I Threw My Fosamax in the Bin
I Threw My Fosamax in the Bin After 12 Months of Heartburn and a T-Score That Hadn't Moved. What I Found Next Changed Everything.
By Martha Jones
If you're on Fosamax right now and you've got that quiet voice in the back of your head saying "is this actually working?" — I need you to read this.
Because I had that voice too. For 12 months I ignored it.
I kept swallowing the pills.
Kept waking up with heartburn so bad I couldn't eat breakfast.
Kept telling myself "the doctor knows best."
Then I got my next DEXA scan and my T-score hadn't moved. Not even a little. Twelve months of suffering for nothing.
That was the day I threw the bottle in the bin.
And what I found after that — in an article by a bone specialist — explained what Fosamax was actually doing to my bones, and what to do instead.
In the next few minutes I'm going to tell you what I learned, what I tried instead, and what happened at my next DEXA scan.

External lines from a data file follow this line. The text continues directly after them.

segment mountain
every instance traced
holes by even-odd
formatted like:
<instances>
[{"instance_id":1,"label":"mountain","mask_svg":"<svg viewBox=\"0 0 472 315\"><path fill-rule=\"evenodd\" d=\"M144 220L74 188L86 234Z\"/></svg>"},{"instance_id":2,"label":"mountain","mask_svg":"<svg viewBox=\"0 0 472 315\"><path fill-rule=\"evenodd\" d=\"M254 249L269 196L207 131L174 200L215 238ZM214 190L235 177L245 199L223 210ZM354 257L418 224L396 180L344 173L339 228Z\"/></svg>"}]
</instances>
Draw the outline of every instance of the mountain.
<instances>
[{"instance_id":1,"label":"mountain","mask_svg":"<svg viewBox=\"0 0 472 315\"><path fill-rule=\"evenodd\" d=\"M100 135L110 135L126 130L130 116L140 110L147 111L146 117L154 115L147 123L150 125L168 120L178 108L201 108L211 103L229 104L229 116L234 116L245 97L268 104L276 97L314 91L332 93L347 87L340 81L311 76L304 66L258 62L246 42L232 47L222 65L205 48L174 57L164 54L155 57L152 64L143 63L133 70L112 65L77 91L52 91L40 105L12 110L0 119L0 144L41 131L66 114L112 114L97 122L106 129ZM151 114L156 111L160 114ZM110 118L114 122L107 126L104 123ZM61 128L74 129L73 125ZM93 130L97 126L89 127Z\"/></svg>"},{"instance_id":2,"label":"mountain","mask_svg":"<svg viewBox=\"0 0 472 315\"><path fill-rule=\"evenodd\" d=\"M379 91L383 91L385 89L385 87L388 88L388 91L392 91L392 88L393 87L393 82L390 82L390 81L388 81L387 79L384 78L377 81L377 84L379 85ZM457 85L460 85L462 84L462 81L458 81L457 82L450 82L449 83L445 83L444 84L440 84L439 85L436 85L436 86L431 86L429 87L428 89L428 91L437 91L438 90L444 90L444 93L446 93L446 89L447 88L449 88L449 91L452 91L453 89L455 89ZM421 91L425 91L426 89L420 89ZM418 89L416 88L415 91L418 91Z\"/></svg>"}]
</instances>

My Name Is Martha. Here's What Happened to Me.
I'm 61.
Two years ago I was getting out of the bath and I slipped. Just a small slip. The kind of thing that wouldn't have mattered ten years ago.
I broke my hip and fractured my arm in two places.
Four months of recovery. Four months of my daughter coming over every day to help me do things I used to do without thinking. Getting dressed. Making tea. Walking to the front door.
I felt like a child in my own home.
When I was well enough they did a DEXA scan. My T-score came back at -2.6. Osteoporosis.
My doctor sat me down and said the words I'll never forget:
"Don't worry — it's normal after menopause — but you need to be very careful from now on. No heavy lifting. Watch the stairs. Be careful on wet surfaces. One more bad fall and it could be much worse."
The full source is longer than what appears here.